The game has become something of a surprise hit; maybe less surprisingly, there has been a lot of good coverage of the game. Wikipedia has six paragraphs of review summary; I particularly liked Alexis Ong’s review in Polygon that explored the game’s successes and failures as a Western developer’s take on Hong Kong. (The game’s setting is inspired, lightly, by the since-demolished Kowloon Walled City in HK.) There have been a lot of words written about this game. Every conceivable angle seems to be covered.
Well, except one. Screenrant’s blog about the cat’s alleged voice actor, Lala, contains this clause: “It didn't hurt that the design of the little orange cat was exceptionally cute.” CNN called the cat “adorable.” In a blog about the real cat that Stray’s main character is based on, SVG said the real-life cat was “equally-adorable.” I'd like to address this point.
I love cats. I like them cute and ugly, skinny and fat, well-behaved and not. I like my next door neighbor’s three well-fed cats and the real life stray that lives down the block. I like the many random kitty cats I see on the streets in my city. I understand that even these ugly cats can be “cute” and “adorable” and the referenced stories about Stray are not wrong. But come on. This cat is uggo.

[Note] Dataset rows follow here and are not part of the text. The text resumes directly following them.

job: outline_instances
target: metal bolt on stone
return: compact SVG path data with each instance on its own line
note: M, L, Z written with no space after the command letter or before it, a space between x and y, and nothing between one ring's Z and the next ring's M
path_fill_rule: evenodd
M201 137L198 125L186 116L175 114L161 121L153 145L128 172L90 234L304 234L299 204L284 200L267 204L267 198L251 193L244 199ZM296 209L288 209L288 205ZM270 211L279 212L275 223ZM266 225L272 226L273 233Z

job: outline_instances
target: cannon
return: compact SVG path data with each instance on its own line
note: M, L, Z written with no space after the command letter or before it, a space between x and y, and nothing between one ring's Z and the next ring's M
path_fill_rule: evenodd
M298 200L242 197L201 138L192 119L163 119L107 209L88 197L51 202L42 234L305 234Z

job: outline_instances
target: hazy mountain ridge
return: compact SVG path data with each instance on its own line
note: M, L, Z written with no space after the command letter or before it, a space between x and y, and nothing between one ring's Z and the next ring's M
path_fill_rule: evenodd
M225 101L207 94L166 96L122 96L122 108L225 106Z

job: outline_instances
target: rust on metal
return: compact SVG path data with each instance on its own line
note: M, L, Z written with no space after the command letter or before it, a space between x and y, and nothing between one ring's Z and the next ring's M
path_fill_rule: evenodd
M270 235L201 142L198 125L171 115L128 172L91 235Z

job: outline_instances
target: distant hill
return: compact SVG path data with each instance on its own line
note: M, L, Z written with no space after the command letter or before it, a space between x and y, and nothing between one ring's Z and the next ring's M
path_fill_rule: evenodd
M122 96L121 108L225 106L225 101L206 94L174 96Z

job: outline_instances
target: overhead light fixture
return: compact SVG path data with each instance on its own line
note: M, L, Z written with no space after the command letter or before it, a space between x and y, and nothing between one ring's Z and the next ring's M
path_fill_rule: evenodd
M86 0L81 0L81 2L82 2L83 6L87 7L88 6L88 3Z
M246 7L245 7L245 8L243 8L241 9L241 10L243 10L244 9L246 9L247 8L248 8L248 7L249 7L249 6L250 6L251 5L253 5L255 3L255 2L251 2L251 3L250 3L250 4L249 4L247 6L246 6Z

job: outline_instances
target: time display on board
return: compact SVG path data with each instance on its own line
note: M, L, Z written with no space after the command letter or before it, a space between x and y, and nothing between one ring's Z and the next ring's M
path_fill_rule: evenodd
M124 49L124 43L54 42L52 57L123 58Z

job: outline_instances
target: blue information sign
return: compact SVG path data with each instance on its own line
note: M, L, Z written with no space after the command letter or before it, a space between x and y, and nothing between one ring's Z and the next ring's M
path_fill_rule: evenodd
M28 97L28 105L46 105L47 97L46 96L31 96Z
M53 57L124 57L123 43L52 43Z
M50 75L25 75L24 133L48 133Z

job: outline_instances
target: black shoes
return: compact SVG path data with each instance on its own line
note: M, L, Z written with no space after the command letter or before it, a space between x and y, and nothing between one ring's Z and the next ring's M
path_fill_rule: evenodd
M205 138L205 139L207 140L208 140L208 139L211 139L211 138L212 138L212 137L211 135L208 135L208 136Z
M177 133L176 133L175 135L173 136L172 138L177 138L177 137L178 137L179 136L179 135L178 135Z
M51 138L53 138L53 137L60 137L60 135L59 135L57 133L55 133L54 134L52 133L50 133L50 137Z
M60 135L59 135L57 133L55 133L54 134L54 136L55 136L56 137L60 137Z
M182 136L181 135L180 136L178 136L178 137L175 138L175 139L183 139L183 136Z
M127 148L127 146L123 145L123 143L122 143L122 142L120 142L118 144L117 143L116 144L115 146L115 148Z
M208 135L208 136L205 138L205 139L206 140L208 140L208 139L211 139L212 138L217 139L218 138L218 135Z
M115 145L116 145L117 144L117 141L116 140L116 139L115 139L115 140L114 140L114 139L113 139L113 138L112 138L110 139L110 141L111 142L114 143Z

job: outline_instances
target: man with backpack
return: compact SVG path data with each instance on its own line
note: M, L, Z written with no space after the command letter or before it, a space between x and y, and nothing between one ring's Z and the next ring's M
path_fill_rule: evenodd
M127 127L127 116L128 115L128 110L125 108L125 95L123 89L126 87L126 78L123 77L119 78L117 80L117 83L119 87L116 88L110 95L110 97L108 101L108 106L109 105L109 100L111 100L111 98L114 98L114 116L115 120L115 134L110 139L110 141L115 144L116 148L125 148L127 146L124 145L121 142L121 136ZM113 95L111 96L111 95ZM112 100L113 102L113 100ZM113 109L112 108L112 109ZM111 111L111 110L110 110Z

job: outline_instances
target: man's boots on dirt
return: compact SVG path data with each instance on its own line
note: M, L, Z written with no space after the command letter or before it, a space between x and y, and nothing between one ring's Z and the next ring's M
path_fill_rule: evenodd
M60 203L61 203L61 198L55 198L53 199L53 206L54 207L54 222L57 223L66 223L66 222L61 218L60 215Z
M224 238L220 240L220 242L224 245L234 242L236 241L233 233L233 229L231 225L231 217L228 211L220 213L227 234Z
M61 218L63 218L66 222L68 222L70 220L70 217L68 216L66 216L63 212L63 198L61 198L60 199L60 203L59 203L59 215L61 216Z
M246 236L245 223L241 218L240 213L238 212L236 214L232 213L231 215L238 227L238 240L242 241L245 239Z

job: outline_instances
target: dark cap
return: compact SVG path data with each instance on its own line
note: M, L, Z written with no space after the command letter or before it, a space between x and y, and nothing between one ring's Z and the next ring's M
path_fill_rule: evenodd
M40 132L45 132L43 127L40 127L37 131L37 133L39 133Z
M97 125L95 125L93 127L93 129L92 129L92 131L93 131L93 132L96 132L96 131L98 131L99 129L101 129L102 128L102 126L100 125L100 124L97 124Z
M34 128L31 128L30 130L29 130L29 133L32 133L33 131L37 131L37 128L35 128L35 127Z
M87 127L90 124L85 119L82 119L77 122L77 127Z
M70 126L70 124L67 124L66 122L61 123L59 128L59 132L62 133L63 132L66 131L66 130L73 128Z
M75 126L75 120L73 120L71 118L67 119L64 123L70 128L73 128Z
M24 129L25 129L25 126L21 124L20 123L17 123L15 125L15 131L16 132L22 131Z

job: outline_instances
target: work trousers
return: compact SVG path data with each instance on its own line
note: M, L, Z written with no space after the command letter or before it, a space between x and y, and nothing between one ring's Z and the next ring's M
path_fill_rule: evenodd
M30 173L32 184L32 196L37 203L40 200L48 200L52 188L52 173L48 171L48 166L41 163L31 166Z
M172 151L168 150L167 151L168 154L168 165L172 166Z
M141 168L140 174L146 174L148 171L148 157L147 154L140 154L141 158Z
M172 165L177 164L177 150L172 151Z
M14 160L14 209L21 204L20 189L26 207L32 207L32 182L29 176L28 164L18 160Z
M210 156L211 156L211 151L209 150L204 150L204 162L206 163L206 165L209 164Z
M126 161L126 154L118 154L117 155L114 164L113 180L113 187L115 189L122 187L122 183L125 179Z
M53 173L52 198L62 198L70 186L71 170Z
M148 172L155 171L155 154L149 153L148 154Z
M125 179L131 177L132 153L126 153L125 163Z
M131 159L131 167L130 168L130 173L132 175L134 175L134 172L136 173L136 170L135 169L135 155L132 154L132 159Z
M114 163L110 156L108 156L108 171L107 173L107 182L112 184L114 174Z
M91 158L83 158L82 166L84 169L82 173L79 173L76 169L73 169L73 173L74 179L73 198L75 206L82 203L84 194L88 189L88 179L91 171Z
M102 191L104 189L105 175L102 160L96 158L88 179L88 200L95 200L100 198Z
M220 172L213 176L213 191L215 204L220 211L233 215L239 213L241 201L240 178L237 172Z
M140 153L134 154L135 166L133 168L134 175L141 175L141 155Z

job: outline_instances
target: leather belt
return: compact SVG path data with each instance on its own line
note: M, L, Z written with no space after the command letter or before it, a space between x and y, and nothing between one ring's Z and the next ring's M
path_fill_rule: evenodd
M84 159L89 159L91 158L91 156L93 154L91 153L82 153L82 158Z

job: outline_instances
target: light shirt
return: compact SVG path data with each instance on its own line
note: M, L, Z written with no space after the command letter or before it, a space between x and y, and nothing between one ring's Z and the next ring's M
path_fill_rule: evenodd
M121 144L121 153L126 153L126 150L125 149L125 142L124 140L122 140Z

Sometimes a journalist just needs to break through the self-censorship and elite gatekeeping and tell the world the truth. And my truth is that this digital little furball is ugly. Stray is a visually interesting game, so I can only imagine this is intentional: Since your cat is just a cat, and can die in the game, they made it ugly so people wouldn’t be as upset. There are a few emotional moments in Stray’s final chapters, and it’s a testament to the quality of the game that they are legitimately moving despite the cat being ugly and also the other characters in the game being robots.
But think how amazing this game would be if my cat were in it.
See! That is a much cuter game. Look at my little kitty witty sitting on that box in the postpandemic, cyperpunk wasteland! Awww, little baby cat.